Победитель. Апология — страница 75 из 80

— Это еще не точно… — А глаза украдкой и виновато обрадовались. Чему? Тому, что так близко к сердцу принял возможную помеху? Значит, ты действительно дорожишь ею… С неловкой благодарностью протянула бокал, но лишь самую малость: может, ты обиделся, и тебе не хочется чокаться с ней? Смешная, когда ты обижался? Вы чокнулись, и она старательно выпила до дна — за вашу любовь, которая, оказывается, сильнее, чем она надеялась, за твой страх потерять ее и уж, во всяком случае, не за маму, которая когда еще пожалует сюда!


От тебя ускользнуло непосредственное значение произнесенных ею слов, но их суть ты постиг сразу. Согласна, уступила… Ты ждал этого — терпеливо, долгие минуты, дисциплинированно вслушиваясь в такую нелепую сейчас музыку и даже пытаясь определить, действительно ли это Римский-Корсаков; ждал и был уверен, что она откажется от своего безумного плана — столь вески твои доводы. И вот наконец это прозвучало. Даже сама краткость свидетельствовала об отступлении: на более длинную фразу ее не хватило б, эта-то далась с трудом. Еще чуть-чуть, и голос задрожал бы, порвался, но она успела.

— Уже поздно… — вот все, что выдавила она, но и этого было достаточно, больше чем достаточно, сердце забилось — оказывается, оно тоже стояло в ожидании, — но лицо хранило подобающую озабоченность и даже некоторое задержавшееся на музыке внимание.


И хватает же у этой глупой рыбины терпения и осторожности: так долго кружить, принюхиваясь! Ты спокоен: пожалуйста, нюхай, пожалуйста, смотри — это хлеб, причем без примеси земли, как у девчонки рядом. Впрочем, у нее уже и этого нет: развалилось и потонуло все, обнажив голый крючок, который не то что рыба, а даже ты видишь. Она не понимает этого. Стоит в своих парусиновых туфлях, ждет чего-то. Чего?

Ты специально отвлекал себя мыслями о глупой девчонке, чтобы обмануть глоссика, который, как только увидит, что ты забыл о нем, дерзнет полакомиться, и тут… Все было рассчитано точно: рывок, быстрый шаг назад, и вот уже плоская рыбешка серебристо бьется на жухлой траве. Ты бросаешься к ней, но лишь мысленно, внешне же твои движения неторопливы и даже ленивы: еще одна попалась, надо отцеплять, опускать в авоську, снова насаживать приманку…
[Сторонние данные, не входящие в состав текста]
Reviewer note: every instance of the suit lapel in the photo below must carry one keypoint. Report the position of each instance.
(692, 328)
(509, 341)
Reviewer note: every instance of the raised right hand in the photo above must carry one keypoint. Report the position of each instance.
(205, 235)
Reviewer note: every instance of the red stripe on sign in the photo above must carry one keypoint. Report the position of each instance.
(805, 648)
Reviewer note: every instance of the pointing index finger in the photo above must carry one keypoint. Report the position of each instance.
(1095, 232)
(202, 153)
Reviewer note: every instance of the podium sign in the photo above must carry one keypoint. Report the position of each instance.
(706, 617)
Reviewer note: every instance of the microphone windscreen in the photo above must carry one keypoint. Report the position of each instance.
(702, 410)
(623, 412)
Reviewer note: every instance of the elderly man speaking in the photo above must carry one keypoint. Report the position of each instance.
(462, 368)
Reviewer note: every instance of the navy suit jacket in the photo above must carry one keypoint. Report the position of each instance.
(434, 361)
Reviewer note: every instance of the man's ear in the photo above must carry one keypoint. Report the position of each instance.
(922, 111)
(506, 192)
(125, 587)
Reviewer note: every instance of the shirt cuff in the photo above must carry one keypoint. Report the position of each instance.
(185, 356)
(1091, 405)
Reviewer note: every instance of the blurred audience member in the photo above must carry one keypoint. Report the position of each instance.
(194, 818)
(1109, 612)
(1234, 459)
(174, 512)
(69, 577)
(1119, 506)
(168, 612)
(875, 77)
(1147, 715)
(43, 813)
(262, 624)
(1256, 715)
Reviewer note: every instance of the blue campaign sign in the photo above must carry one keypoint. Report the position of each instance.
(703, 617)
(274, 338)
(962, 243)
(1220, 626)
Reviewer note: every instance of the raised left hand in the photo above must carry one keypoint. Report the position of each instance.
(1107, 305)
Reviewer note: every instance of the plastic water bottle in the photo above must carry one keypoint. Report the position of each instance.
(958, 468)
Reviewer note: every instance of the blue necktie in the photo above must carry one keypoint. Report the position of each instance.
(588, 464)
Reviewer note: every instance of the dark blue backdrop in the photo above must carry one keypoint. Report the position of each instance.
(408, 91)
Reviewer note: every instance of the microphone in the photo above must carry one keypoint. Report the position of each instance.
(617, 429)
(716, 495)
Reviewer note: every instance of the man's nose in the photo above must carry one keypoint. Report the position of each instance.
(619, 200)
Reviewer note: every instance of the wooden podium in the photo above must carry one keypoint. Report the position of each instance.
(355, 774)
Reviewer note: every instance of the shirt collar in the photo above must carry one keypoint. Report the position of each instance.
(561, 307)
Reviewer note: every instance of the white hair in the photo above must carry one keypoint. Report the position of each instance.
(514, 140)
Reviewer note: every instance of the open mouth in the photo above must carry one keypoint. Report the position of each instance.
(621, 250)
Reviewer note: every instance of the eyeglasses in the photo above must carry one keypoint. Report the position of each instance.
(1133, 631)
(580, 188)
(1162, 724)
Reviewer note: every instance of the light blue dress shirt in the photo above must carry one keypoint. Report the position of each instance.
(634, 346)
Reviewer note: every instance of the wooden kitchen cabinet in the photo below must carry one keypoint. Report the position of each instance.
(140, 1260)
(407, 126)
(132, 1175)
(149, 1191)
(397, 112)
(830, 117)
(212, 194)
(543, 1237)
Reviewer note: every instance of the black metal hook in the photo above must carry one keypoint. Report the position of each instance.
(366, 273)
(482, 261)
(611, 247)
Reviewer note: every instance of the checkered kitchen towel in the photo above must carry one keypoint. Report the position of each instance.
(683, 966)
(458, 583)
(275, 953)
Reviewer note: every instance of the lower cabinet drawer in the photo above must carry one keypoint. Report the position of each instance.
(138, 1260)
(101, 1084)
Нет! Пусть судят тебя за твое, но разве виноват ты, что шла война, что был голод?

— Не виноват, — слышишь ты. — Вы ни в чем не виноваты. Узнав, что она упустила время, как вы говорите, вы и тут пришли ей на помощь.


Понимает ли она, о чем ты толкуешь, или хотя бы слышит тебя? Непроницаемое лицо, руки безвольно лежат на коленях, и сиреневая кофточка, больше не придерживаемая ею, вот-вот спадет с плеч… Ты посоветуешься с сестрой, двоюродной, той самой, что собирает книги, ты еще слегка прохаживался на ее счет, но, в общем, она отличная женщина, она поможет, через два часа все станет известно. К двенадцати ей в музыкальную школу, ты ей позвонишь туда или даже зайдешь. Во сколько она кончает сегодня? В пять?

Взгляд устремлен в одну точку. Ты слышишь вдруг музыку, и тебе кажется, что не тебя, а музыку слушает она. С неистребимым терпением нажимаешь клавишу. Тишина…

— Фаина! — зовешь ты.

Что-то проходит по ее застывшему лицу, некая тень, бесполезное усилие отозваться. Но тебе не надо ответа, главное — что она слышит тебя, и ты с новым воодушевлением рассказываешь о сестре, о ее муже (при чем тут муж!), она мировая баба, на нее можно положиться, она все сделает, ей и объяснять долго не придется — поймет с полуслова.


— Странные вопросики тебя интересуют! — Игривое одобрение сквозило в любопытстве, с которым вперились в тебя серые живые глазки.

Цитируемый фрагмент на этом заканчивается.